Research output: Contribution to journalArticle

Original languageEnglish
Article numberdev184689
JournalDevelopment (Cambridge): for advances in developmental biology and stem cells
Issue number8
Published28 Apr 2020

Bibliographical note

© 2020. Published by The Company of Biologists Ltd.

King's Authors


Skeletal muscle derives from dorsal mesoderm formed during vertebrate gastrulation. Fibroblast growth factor (Fgf) signalling cooperates with Tbx transcription factors to promote dorsal mesoderm formation, but their role in myogenesis has been unclear.

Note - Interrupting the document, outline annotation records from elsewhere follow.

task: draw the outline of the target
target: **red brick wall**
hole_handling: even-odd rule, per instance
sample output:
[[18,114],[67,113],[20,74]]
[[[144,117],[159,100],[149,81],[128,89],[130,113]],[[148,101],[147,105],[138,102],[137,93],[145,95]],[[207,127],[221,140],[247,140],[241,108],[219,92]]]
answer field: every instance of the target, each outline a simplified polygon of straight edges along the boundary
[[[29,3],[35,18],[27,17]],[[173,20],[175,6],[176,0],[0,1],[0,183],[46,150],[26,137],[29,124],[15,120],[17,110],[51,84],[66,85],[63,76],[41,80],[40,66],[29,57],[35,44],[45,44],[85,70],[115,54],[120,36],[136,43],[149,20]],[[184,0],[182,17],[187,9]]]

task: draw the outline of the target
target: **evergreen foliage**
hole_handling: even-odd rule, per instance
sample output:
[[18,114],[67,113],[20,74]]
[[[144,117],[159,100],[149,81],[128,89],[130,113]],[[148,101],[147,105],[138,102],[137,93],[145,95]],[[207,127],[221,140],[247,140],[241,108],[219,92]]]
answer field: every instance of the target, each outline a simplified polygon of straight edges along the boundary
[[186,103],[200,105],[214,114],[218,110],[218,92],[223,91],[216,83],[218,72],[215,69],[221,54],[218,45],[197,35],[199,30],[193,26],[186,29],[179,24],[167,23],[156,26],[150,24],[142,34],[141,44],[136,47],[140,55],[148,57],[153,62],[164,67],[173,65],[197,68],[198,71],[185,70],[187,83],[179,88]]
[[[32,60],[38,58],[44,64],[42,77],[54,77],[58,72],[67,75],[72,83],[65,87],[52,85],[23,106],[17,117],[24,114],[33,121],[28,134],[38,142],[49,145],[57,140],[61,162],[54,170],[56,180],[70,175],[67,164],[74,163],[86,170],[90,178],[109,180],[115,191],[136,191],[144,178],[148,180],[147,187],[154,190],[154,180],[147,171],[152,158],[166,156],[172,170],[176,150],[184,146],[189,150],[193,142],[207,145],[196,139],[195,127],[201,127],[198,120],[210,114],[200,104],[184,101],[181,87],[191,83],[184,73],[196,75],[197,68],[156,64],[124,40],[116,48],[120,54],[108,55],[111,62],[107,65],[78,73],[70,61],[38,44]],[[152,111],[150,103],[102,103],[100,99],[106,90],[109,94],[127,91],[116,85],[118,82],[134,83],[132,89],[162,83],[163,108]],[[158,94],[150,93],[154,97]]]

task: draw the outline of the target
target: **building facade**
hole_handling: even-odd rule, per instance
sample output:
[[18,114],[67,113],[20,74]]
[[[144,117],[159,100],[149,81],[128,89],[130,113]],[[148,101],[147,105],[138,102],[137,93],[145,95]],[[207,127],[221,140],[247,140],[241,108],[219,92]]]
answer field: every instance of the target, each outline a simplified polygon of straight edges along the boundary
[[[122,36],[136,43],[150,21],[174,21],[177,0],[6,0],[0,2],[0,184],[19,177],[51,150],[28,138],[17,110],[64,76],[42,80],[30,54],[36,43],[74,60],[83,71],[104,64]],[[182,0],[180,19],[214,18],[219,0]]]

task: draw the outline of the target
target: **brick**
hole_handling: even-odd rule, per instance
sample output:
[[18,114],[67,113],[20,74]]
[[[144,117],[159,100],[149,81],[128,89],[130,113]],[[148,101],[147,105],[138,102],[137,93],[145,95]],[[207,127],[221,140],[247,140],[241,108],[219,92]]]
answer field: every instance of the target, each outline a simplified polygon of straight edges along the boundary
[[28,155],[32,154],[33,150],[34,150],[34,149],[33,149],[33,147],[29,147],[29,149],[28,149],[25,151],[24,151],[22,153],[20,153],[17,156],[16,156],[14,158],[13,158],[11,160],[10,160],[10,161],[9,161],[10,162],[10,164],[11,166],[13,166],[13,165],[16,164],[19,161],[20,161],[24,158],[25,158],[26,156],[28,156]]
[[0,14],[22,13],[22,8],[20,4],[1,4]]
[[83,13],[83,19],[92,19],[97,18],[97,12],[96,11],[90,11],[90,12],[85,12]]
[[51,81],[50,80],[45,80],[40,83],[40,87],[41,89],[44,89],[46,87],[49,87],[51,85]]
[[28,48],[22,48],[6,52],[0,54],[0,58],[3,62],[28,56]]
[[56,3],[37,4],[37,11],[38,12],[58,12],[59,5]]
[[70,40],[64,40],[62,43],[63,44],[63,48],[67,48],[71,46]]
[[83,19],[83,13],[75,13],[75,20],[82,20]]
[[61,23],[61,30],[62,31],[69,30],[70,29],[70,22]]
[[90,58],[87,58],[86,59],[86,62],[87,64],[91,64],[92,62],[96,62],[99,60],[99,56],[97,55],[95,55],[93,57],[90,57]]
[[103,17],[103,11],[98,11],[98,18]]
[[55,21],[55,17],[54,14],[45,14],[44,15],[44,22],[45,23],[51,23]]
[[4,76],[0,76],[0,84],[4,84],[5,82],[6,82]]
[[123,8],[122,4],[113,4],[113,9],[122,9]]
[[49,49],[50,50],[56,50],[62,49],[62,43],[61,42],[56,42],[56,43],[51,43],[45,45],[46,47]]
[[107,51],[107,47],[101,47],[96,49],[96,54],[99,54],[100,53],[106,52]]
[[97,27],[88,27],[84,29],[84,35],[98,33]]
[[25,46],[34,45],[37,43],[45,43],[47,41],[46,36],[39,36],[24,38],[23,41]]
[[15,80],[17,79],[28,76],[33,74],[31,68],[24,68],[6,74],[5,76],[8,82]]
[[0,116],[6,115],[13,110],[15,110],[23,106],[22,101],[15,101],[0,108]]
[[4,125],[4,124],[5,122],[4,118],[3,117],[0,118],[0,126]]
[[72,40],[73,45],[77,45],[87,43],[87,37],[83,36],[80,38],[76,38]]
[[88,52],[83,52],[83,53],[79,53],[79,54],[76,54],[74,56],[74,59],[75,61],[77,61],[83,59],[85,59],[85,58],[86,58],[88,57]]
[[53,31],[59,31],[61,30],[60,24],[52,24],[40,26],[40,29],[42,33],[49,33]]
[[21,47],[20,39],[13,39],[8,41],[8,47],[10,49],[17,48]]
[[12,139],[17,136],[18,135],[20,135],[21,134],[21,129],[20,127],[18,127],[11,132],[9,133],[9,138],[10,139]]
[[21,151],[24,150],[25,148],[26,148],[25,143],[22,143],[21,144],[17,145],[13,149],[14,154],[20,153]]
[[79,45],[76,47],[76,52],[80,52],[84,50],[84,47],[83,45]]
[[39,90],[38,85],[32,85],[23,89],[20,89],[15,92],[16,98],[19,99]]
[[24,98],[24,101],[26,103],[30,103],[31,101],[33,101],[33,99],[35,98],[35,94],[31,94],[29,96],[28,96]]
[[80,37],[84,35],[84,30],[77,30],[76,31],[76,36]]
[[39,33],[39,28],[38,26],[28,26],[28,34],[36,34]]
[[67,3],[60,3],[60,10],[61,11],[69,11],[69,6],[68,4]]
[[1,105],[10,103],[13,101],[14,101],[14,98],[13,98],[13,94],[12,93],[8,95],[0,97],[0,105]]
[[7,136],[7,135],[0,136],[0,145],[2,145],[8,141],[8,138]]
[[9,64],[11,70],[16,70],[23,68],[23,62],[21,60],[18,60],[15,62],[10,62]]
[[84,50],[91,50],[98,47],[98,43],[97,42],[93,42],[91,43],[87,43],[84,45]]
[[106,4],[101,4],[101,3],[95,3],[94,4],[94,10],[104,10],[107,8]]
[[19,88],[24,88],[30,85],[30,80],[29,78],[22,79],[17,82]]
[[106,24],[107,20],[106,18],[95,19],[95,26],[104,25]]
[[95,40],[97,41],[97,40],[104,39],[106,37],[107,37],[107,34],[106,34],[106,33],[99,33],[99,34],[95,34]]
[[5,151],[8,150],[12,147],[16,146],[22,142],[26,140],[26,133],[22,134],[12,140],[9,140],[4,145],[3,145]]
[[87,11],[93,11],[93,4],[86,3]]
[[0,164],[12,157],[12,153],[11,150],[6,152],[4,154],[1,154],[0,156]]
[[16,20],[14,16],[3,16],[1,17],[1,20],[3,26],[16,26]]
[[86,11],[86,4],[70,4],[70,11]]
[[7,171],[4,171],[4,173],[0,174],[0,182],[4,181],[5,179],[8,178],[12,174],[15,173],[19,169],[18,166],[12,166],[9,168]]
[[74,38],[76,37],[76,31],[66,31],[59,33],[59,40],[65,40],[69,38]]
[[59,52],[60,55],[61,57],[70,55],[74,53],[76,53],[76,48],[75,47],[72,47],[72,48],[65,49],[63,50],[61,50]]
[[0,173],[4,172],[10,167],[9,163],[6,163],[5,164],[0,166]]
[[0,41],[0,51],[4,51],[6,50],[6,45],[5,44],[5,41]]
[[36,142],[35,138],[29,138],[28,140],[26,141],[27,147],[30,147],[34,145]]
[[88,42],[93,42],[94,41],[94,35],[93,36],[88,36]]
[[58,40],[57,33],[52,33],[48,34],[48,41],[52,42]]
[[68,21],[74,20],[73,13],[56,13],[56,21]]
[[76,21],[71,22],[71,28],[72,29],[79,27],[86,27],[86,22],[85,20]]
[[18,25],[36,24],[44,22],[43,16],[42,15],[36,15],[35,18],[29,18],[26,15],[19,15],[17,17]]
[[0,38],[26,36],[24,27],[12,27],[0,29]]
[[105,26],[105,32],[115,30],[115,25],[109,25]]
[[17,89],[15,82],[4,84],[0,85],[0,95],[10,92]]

Using zebrafish, we show that dorsally derived Fgf signals act through Tbx16 and Tbxta to induce slow and fast trunk muscle precursors at distinct dorsoventral positions. Tbx16 binds to and directly activates the myf5 and myod genes, which are required for commitment to myogenesis. Tbx16 activity depends on Fgf signalling from the organiser. In contrast, Tbxta is not required for myf5 expression, but binds a specific site upstream of myod that is not bound by Tbx16 and drives (dependent on Fgf signals) myod expression in adaxial slow precursors, thereby initiating trunk myogenesis. After gastrulation, when similar muscle cell populations in the post-anal tail are generated from tailbud, declining Fgf signalling is less effective at initiating adaxial myogenesis, which is instead initiated by Hedgehog signalling from the notochord. Our findings suggest a hypothesis for ancestral vertebrate trunk myogenic patterning and how it was co-opted during tail evolution to generate similar muscle by new mechanisms.